By Professor Trang Thomas AM and Dr Rivka Witenberg, RMIT University – A report for the Australian Multicultural Foundation
Racial prejudice can lead to friction, disharmony and even physical violence. It is a major social problem in many societies and one from which Australia is not immune. However, evidence is accumulating that living in harmony may be better served by increasing understanding about tolerance and acceptance rather than focusing on decreasing prejudice.
The Australian Research Council and the Australian Multicultural Foundation funded this project, which aimed to study racial tolerance among young Australians. The value of the current study was its focus on the positive aspects of social perceptions and behaviours in contrast to the large body of research into the negative aspects of prejudice.

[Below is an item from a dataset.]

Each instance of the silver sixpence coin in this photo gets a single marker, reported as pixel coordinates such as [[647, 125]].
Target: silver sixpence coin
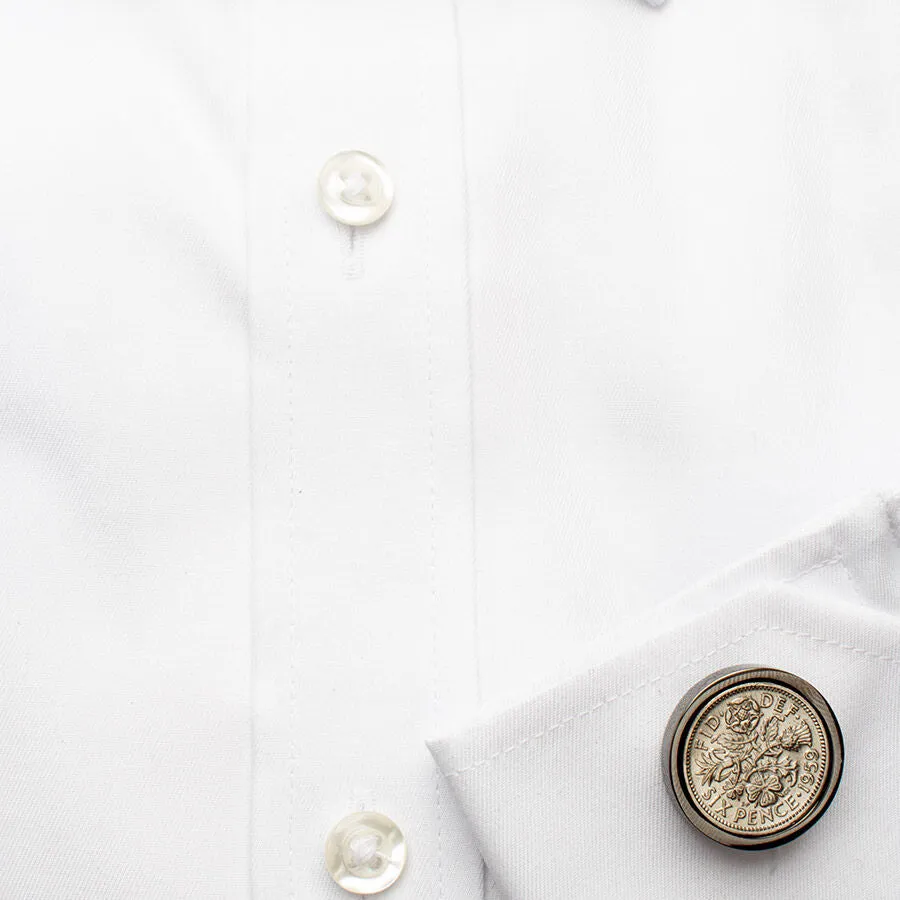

The study used three short dilemma-like stories to assess tolerance. Each story dealt with an event depicting a form of intolerance / tolerance relevant to the Australian context (Aboriginal, Asian and English people).
The outcomes of the project examine how age, gender and situational and behavioural contexts influence racial tolerant judgements. It also examines the kind of justifications young people used to support tolerance and intolerance. Participants were children (aged 11 to 12), young adolescents (aged 14 to 15) and young adults (aged 16 to 22). They were asked to make judgements and justify them on two aspects. First, to whom and under what circumstances were they willing to extend their tolerance. Second, whether they were tolerant of people’s beliefs, speech or actions within each story.